4 Apr 2018

Medicinal Cannabis Bill prompts calls for broader allowances

6:15 pm on 4 April 2018

MPs have been urged today to provide wider legal protection for medicinal cannabis use than is currently proposed.

Drug Foundation executive director Ross Bell

Drug Foundation executive director Ross Bell Photo: RNZ

Under the Misuse of Drugs (Medicinal Cannabis) Amendment Bill before Parliament, only those terminally ill and with a year left to live would have a legal defence against prosecution for illicit marijuana use.

The Drug Foundation director, Ross Bell, told MPs on the first day of hearings on the Bill that was not good enough. He said the Bill should be extended to also cover those with severe and debilitating conditions.

"Only focusing on terminal patients isn't good enough, and in reality, the terminal patients aren't getting arrested by the police but many other patients are. And the way that police use their discretion means that a lot of people are getting prosecuted still."

Mr Bell said the same statutory protection should also extend to those who support patients.

"The so-called green fairies, people that will be administering the medicine or even cultivating the medicine, you know. And I think again you're going to hear stories of people who are on their deathbed or are severely physically limited that they can't access the medicine, they can't even administer the medicine."

In February, Green MP Chloe Swarbrick's Bill - which would have allowed sick New Zealanders to use and grow marijuana, or have someone grow it for them - was defeated in Parliament.

Ms Swarbrick has backed the Misuse of Drugs (Medicinal Cannabis) Amendment Bill, but she also identified gaps, saying legal protection for the terminally ill stopped short of what is needed.

"That doesn't address access, it doesn't address availability, it doesn't address the quality of the product and it certainly doesn't address affordability," she said.

Ms Swarbrick agreed legal protection needed to be provided to cannabis growers.

"We're all quite aware of the gaping black hole that presently exists," she said.

"I'm aware that my Bill was evidently voted down because people were concerned about the provision, the so-called 'grow-your-own' provision, but what we have right here is people still needing to get access to cannabis illegally. Somebody has to grow it."

There were other problems too.

"We currently have a situation where police on the frontlines are being quite open about the fact that they are defacto decriminalising the use of cannabis for medicinal reasons or recreational reasons or otherwise. What we are - as the Green Party - concerned about there is that there is no rule of law."

Shane Le Brun of the Medical Cannabis Awareness New Zealand charity, said those most at risk of being prosecuted for illicit cannabis use were not the terminally ill at all.

"I'm quite plugged in with who's getting busted by the police and it's not terminal patients. There's no one who's two months from death's door that has the police knocking on their door, so that whole part of the Bill was actually toothless."

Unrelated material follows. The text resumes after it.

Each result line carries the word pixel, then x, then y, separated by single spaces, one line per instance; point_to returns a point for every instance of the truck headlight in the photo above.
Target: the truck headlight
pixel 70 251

Mr Le Brun also questioned whether others who were very ill but not near death needed medicinal cannabis for pain relief too.

"Are we happy with really sick people to be hauled before the courts for growing something that helps them, especially when the legal options cost thousands of dollars a month?"

The College of General Practitioners said doctors want the best for their patients, but clinical trials and Medsafe approval are needed before medicinal cannabis is made more widely available.

Asked if those with chronic illnesses should be included in legal protection, the college president, Tim Malloy, said doctors would struggle with who that would cover.

"That's going to be the issue. It's not whether this applies to them or not, it's how do you define it and what are the criteria and what do you have to have tried beforehand. So there's a whole body of work that needs to be done to define that for us."

GPs also said they wanted health equity, and part of the reason for the Bill was to improve access to beneficial treatments, including the potential for medicinal cannabis.

"There is an equity issue here as Pharmac does not currently fund Sativex and most people would not be able to afford it -- a thousand dollars a month -- without funding."